Love doesn't necessarily have to be a boyfriend or a girlfriend. It doesn't have to be given as flowers on Valentine's Day or as diamond engagement ring. Everyone has the ability to love and be loved. Look for people around you that need love; maybe send a friend a handwritten card or a facebook message just wishing them a good day. There are so many things that you can do to show your love to the people around you.

"When we truly love others, our love makes each of us a different person, and it makes each one we love a different person too."

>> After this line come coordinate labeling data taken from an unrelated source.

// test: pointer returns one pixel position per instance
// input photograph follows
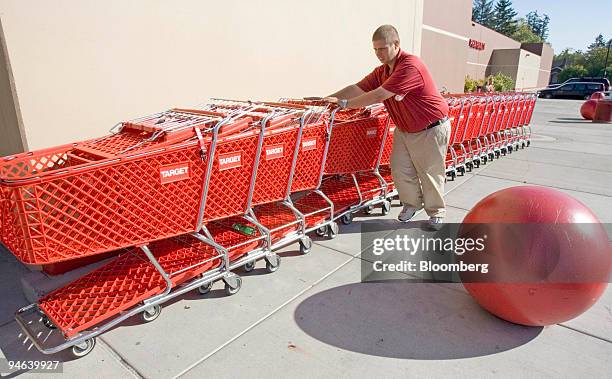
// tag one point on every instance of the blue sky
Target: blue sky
(573, 24)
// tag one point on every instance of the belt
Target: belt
(436, 123)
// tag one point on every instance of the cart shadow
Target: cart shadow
(407, 320)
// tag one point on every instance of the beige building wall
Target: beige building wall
(546, 54)
(479, 60)
(80, 66)
(446, 25)
(504, 61)
(12, 137)
(528, 71)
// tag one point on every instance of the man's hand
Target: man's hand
(331, 99)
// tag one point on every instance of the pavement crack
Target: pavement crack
(115, 354)
(586, 333)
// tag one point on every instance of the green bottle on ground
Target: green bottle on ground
(244, 229)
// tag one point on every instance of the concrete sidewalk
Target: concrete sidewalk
(313, 317)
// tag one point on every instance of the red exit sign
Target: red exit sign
(476, 44)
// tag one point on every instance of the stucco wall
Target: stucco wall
(446, 24)
(80, 66)
(12, 137)
(479, 60)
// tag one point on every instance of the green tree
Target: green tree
(572, 72)
(539, 24)
(504, 19)
(600, 41)
(524, 33)
(482, 12)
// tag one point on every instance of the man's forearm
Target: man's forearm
(348, 92)
(369, 98)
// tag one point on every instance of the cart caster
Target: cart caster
(333, 230)
(347, 218)
(232, 285)
(151, 313)
(305, 245)
(386, 208)
(272, 263)
(84, 348)
(249, 266)
(48, 323)
(205, 288)
(321, 231)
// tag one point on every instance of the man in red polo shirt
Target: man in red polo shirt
(420, 113)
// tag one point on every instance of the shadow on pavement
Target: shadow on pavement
(398, 319)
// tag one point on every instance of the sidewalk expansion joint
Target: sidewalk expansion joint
(115, 354)
(586, 333)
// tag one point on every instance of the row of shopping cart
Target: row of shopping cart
(486, 127)
(186, 197)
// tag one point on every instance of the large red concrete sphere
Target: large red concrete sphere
(549, 257)
(587, 110)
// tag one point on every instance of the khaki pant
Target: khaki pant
(418, 168)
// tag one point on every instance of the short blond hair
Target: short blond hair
(388, 33)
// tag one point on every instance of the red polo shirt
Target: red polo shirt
(422, 104)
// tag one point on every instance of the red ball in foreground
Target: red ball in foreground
(550, 266)
(587, 110)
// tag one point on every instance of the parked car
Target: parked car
(584, 79)
(577, 90)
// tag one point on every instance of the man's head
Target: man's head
(386, 43)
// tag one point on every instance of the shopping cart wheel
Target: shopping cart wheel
(151, 313)
(386, 207)
(321, 231)
(333, 230)
(84, 348)
(233, 285)
(205, 288)
(305, 245)
(272, 263)
(48, 323)
(248, 267)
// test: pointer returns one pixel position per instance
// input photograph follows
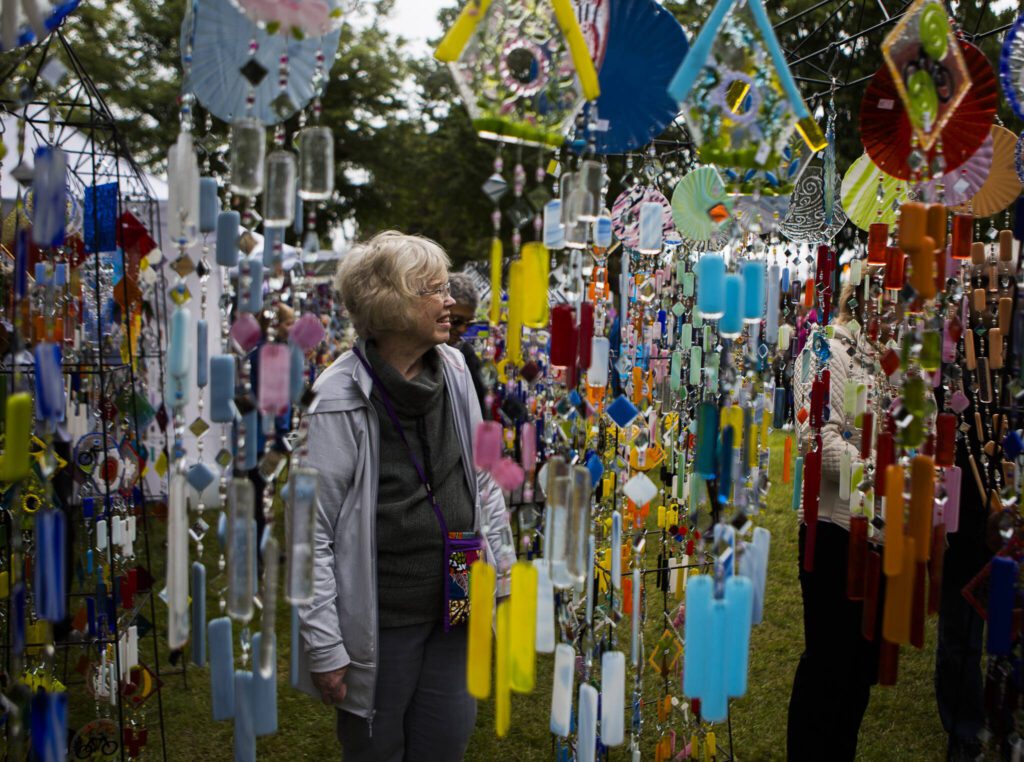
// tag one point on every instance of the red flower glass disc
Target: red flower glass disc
(885, 125)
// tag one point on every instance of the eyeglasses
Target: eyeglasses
(441, 291)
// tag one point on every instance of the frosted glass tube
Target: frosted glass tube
(738, 600)
(635, 640)
(754, 273)
(696, 633)
(209, 205)
(711, 286)
(199, 615)
(263, 690)
(651, 224)
(731, 324)
(597, 374)
(177, 559)
(561, 690)
(587, 732)
(264, 658)
(580, 521)
(245, 731)
(221, 668)
(301, 527)
(771, 305)
(241, 543)
(612, 697)
(714, 702)
(545, 642)
(558, 506)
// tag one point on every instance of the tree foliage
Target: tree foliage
(408, 157)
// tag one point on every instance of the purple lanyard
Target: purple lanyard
(401, 432)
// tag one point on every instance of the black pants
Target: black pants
(838, 667)
(958, 655)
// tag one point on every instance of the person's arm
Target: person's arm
(331, 453)
(833, 441)
(498, 531)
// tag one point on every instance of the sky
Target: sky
(417, 22)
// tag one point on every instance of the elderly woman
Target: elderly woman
(391, 435)
(839, 666)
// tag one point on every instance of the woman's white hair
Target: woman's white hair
(379, 280)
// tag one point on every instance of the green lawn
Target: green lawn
(901, 722)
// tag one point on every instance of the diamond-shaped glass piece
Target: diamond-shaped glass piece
(640, 490)
(271, 464)
(925, 59)
(245, 404)
(201, 476)
(183, 265)
(517, 76)
(180, 294)
(253, 71)
(198, 531)
(495, 187)
(734, 98)
(623, 412)
(53, 71)
(539, 196)
(283, 106)
(519, 213)
(223, 458)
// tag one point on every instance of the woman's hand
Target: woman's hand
(331, 685)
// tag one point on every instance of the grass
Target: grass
(901, 722)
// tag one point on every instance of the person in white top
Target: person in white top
(838, 667)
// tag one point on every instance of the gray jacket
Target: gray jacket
(339, 627)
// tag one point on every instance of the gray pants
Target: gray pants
(423, 711)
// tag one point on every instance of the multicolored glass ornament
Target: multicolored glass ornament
(520, 84)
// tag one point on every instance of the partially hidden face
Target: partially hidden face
(462, 315)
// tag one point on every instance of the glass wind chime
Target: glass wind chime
(258, 385)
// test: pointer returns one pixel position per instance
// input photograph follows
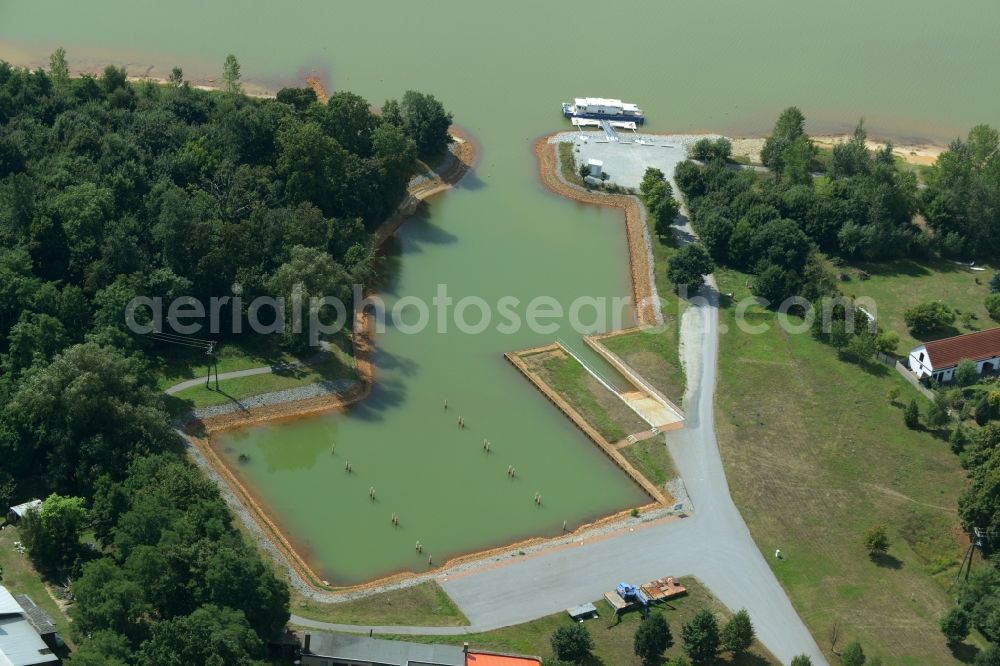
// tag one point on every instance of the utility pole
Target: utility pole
(213, 361)
(210, 347)
(977, 542)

Family is something that most of us take for granted. There are several instances where I have seen this, but I didn't learn the true meaning of family until this past year. After retiring from state FFA office, I felt empty. Not only was my energy completely exhausted, but I was missing much more than that; I was missing people, people that I called my family.Family
doesn't always necessarily have to be your immediate family, it can be anyone; anyone that loves you for who you are! I have learned that my family includes my FFA family, my school family, my church family. Family is present everywhere...all it takes is a little love.

So...what are you waiting for? Go out today and discover what life truly means. Life is something that you can't buy at Target or Walmart, it isn't something you can ask someone else for, it is something that YOU and only YOU can find. For me, life is about love, family, faith, and happiness. What is life to you?